This was to be our second, but far from last, Christmas away from home.
Christmas 1940 half of us went home for Christmas the other half stayed in camp at Petawawa. So 1941 for all was the first when we were in a distant land all away from home. I think we received mail just before Christmas from home. I had already heard from my Grandmother in Scotland welcoming me to the British Isles, and my grandmother wrote my mother on my safe arrival, thankful that it was to Britain and not HongKong. I have that letter, also a news clipping stating more troops arrive safely.
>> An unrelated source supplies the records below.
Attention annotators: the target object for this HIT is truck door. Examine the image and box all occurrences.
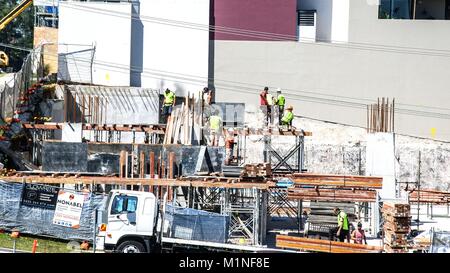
[108,194,138,236]
[137,195,157,234]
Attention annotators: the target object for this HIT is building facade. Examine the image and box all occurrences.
[59,0,450,141]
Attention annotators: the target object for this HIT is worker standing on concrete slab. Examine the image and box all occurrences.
[275,88,286,125]
[259,87,271,126]
[162,88,176,123]
[209,110,222,146]
[266,93,275,124]
[203,87,212,105]
[333,208,350,243]
[225,128,235,165]
[281,105,294,129]
[352,222,367,245]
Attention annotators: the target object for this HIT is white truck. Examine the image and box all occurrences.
[95,190,281,253]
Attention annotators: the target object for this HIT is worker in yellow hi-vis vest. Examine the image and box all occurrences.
[162,88,176,123]
[281,105,294,129]
[208,110,222,146]
[333,207,350,243]
[274,88,286,125]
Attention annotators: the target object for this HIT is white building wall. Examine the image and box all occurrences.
[58,2,131,86]
[141,0,209,95]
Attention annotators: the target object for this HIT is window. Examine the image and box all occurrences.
[111,195,137,214]
[378,0,450,20]
[378,0,411,19]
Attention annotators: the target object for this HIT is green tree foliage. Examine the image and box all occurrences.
[0,0,34,71]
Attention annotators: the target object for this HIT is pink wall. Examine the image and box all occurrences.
[211,0,297,41]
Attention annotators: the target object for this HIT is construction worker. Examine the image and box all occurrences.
[225,128,235,165]
[266,93,275,124]
[162,88,176,123]
[209,110,222,146]
[333,208,350,243]
[203,87,212,105]
[259,87,271,126]
[275,88,286,125]
[281,105,294,129]
[352,222,367,245]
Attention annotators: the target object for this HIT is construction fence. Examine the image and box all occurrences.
[0,47,44,119]
[0,180,106,241]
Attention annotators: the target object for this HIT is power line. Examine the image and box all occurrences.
[61,1,450,57]
[33,45,450,119]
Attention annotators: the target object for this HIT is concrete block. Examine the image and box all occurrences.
[61,123,83,143]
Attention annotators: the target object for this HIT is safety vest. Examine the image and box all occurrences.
[281,111,294,124]
[277,95,286,106]
[209,116,221,130]
[164,91,175,105]
[266,94,273,105]
[338,211,348,230]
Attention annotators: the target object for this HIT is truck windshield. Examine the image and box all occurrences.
[111,195,137,214]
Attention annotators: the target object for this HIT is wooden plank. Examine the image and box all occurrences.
[119,151,125,178]
[276,235,382,253]
[167,152,175,201]
[139,152,145,178]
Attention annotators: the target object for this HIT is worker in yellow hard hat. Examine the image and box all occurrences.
[208,110,222,146]
[162,88,176,123]
[281,105,294,129]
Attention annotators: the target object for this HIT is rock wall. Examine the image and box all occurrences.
[246,108,450,191]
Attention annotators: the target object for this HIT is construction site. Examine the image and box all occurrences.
[0,1,450,253]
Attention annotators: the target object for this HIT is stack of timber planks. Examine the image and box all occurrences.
[276,235,382,253]
[382,202,411,253]
[163,92,203,145]
[241,163,272,177]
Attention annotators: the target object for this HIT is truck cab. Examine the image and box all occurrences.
[96,190,158,253]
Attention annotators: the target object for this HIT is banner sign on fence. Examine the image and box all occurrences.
[53,190,85,228]
[21,183,58,210]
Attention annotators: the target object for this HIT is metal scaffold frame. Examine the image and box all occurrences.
[264,135,305,173]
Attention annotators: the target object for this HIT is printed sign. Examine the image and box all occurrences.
[53,190,85,228]
[21,183,58,210]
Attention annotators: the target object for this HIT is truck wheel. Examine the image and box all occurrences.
[117,241,145,253]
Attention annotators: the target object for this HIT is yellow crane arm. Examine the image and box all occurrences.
[0,51,9,67]
[0,0,33,30]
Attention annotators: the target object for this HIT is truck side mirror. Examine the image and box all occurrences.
[127,212,136,225]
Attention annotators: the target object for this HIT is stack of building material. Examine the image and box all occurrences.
[164,91,203,145]
[382,202,411,253]
[409,189,450,205]
[276,235,382,253]
[241,163,272,177]
[287,173,383,202]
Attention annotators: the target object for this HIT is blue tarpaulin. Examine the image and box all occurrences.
[165,205,230,243]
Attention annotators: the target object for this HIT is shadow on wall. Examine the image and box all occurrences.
[130,1,144,87]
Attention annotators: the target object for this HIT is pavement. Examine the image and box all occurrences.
[0,248,31,253]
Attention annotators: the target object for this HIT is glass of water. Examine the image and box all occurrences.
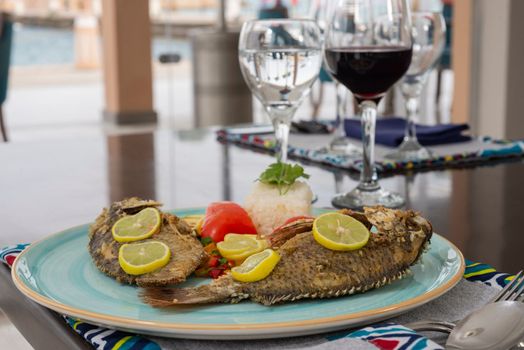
[386,12,446,161]
[238,19,322,162]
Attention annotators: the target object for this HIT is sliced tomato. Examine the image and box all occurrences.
[201,202,257,243]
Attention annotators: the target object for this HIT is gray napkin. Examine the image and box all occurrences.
[150,279,498,350]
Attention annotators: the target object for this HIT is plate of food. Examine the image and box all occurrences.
[12,163,464,339]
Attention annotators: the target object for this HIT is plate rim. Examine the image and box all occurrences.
[11,207,466,334]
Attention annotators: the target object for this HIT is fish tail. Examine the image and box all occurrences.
[140,276,248,307]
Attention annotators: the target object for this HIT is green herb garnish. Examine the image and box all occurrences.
[258,162,309,195]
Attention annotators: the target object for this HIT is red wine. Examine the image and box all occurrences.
[326,46,412,103]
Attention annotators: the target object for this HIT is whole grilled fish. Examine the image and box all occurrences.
[88,198,207,287]
[142,207,432,307]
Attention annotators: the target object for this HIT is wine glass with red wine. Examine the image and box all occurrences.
[324,0,412,209]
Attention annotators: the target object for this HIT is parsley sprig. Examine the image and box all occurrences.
[258,162,309,195]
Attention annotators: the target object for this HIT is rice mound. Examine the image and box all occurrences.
[244,181,313,235]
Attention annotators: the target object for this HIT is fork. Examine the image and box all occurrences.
[405,270,524,334]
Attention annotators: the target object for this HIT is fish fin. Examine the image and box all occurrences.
[140,276,248,307]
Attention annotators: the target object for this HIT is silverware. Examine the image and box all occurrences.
[446,271,524,350]
[405,320,455,334]
[405,271,524,334]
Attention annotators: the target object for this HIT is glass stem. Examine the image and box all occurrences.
[273,118,291,163]
[358,101,380,191]
[404,97,418,142]
[335,82,347,137]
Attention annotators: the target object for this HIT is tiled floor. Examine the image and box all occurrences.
[0,310,33,350]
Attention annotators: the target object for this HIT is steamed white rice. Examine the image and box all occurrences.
[244,181,313,235]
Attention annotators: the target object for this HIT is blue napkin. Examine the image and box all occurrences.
[344,117,471,147]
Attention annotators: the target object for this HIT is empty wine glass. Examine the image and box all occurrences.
[325,0,412,208]
[311,0,362,157]
[238,19,322,162]
[386,12,446,161]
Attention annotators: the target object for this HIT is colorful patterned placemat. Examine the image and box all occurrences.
[217,126,524,174]
[0,244,513,350]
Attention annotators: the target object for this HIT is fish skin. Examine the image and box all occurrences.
[88,198,207,287]
[141,207,432,307]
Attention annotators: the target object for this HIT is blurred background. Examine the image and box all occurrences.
[0,0,524,141]
[0,0,453,141]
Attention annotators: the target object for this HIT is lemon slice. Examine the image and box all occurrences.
[231,249,280,282]
[111,208,162,242]
[118,241,171,275]
[217,233,268,264]
[313,213,369,250]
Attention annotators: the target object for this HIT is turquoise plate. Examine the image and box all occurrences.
[12,209,464,339]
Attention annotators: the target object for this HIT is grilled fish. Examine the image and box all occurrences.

Our Christmas dinner in the sergeants' mess was pretty good for all the shortages. One thing I remember was the amount of Brussels sprouts. They were the green staple served almost on a regular basis, least it seemed so. Being young I ate everything. At our Christmas dinner Roy Murphy brought a friend, an ATS girl who was in uniform. I do not remember her maiden name but Roy married Ethel. Both are living near Edmonton . Ethel has not been well for years.
The wash room facilities for all the Wos and sergeants was near the entrance to our mess, and had, if memory is correct, only three wash basins and cold water only. Now Scotty Hunter and I, along with many of the others, shaved, and did our teeth in a matter of seconds. Others, I guess should be nameless but again so what, one L/sgt Jack Michaels took seemingly the greatest time, usually in the 20 minute range while he preened and trimmed and plucked to the exasperation of all waiting, and Jack never did improve on speed regardless of the barbs cast his way. Jack had borrowed Scotty Hunter's first war issue mirror [a treasure ]. Well Jack broke it accidentally. I think at that moment that Scotty Hunter was starting to think that some one his age should be home doing veteran's guard or something. That was the definite down spiral in Scotty's career. I will dwell on that later.
Aldershot was a place that here that regiment had to get all together, and in a hurry. I remember Col Landers getting all the sgts and wos together and telling us what a nice look we had just like a shiny apple. Then he added the insult to us that were rotten to the core, and the upshot was the RSM was replaced by Jim Murray, a much younger man, and he looked the part of a fine figure to be the RSM. Now the original RSM McLeod had his faults but on the other side he always maintained to have a good regiment you had to have a great sergeants group, and we did. So the new Colonel had a nucleus that he knew he had to work with so changes were made. Older sergeants and sergeant Majors were either demoted or sent to holding units as too old or unfit to be in an active service unit.
Before I get into the New Year, seeing I had all my relations in Scotland I was given leave. This was before Christmas. Was I excited! I was on my way to Scotland, the birthplace of my parents. Train to London, then using the Underground system to get across London, then a train to Aberdeen, arriving in the mid morning after a night's travel. I checked at the Criterion Bar across from the station and found out that I would have to take a #14 bus down to the foot of Dee to my Uncle Jack's Pub called the Neptune. Walking into the bar, a Royal Navy Commander asked me to join him and his aide a Lt ,,, . I did so and he remarked was I a kin to the publican? I said yes he is my uncle, I then said how do you know? He replied your hair line. ' Well Uncle Jack came over and greeted me warmly and said have you been to see your aunt Cis yet? [his wife]. No, I have just arrived. Well away you go and see her right off. I received the proper street cars to take me to Ashley Park N Aberdeen, there to be given a great hug and kiss from my aunt Cis. The only child at home with Aunt Cis was Norman [ now called John ]. Norman was about four and we hit it off right away and he earned the nickname ot the Tough guy. Drew about 14, and Shelia about ten or so. Here was my first contact with real relatives. Others soon followed as I went further north to New Pitsligo, dad's birthplace, Fraserborough, Strichen, and the crofts and farms. Upper Craidmaud was the farm that in that parlour Mum and Dad were married, 17 December 1917.